Fig. 5: Spectral absorbance curve of yellow dye which absorbs at
similar wavelengths of most ELISA assays (400-500 nm).
Fig. 6: Linear regression fit of OD measurements at 430 and 450 nm from figure 5.
Determining the protein concentration of samples is a necessary and often used method in biochemistry. Different colorimetric protein assays have been developed. The most commonly used methods are the Bradford assay (595 nm), the Lowry assay (790 nm) and the BCA assay (562 nm). The Bradford assay is based on the binding of protein to a dye (Coomassie® Brilliant Blue G-250), leading to a shift in the absorbance maximum of the dye from 465 nm to 595 nm (Figure 7)(3). After creating a standard curve of protein solutions with known concentrations, the protein concentration of unknown samples can be calculated (Figure 8).

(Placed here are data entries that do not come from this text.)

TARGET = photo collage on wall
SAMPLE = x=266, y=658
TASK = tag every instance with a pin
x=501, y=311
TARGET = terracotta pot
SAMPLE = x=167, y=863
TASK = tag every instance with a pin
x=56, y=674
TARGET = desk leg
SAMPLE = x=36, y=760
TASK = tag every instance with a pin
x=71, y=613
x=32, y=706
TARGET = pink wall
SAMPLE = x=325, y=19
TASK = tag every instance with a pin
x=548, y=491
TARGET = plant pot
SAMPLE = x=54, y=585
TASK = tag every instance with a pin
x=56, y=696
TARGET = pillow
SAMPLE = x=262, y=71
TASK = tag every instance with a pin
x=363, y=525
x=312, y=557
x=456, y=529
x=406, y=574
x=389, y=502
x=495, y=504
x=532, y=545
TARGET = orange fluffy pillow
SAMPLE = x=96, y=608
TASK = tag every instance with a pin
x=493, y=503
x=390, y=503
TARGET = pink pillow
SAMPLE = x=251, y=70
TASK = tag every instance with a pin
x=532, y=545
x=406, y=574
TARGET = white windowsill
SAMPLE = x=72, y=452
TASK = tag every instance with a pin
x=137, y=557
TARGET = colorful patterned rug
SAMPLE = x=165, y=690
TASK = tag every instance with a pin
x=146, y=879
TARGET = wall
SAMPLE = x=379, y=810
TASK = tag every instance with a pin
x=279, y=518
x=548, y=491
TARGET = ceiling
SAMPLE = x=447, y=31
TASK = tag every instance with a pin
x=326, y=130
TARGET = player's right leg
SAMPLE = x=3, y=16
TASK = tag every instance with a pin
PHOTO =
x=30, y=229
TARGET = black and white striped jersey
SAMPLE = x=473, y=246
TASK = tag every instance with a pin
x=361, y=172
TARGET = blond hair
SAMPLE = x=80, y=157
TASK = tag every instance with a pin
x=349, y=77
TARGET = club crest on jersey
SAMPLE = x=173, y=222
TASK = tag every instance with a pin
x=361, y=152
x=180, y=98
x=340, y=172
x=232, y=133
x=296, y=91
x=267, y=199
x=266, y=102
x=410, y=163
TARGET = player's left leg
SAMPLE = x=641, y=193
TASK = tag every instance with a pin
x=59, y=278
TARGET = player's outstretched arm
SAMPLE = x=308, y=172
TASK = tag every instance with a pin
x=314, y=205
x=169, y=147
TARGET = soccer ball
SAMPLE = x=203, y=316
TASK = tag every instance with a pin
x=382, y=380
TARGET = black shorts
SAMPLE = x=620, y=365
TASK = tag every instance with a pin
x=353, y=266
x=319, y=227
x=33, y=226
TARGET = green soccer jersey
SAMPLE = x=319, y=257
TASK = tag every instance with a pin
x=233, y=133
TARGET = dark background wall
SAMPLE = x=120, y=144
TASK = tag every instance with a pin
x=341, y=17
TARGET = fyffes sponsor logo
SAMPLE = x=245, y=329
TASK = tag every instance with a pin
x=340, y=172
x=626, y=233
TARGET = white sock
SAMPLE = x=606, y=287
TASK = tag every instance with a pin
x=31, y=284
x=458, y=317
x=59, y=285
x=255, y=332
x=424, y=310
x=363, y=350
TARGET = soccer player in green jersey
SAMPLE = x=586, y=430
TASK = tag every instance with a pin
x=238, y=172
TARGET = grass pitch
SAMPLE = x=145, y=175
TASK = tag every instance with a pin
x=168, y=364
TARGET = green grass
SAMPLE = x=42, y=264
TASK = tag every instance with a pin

Fig. 7: The spectrum from unbound (red line) and protein bound
(green line) Coomassie® Brilliant Blue. After binding the absorbance
maximum of the dye shifts from 465 nm to 595 nm.
Fig. 8: BSA standard curve (linear regression fit performed with the
MARS Data Analysis Software).
Four commonly used absorbance assays have been performed on the Omega microplate reader: ELISA, DNA and Bradford protein quantitations, as well as NADH and NADPH conversions. With the ability to read a UV/Vis spectrum (220-850 nm) at a resolution of 1, 2, 5, or 10 nm in about 1 second/well, the Omega can do absorbance assays never before imagined. The absorbance spectrometer along with the MARS evaluation software is currently available on the following BMG LABTECH microplate readers: FLUOstar, POLARstar, SPECTROstar Omegas.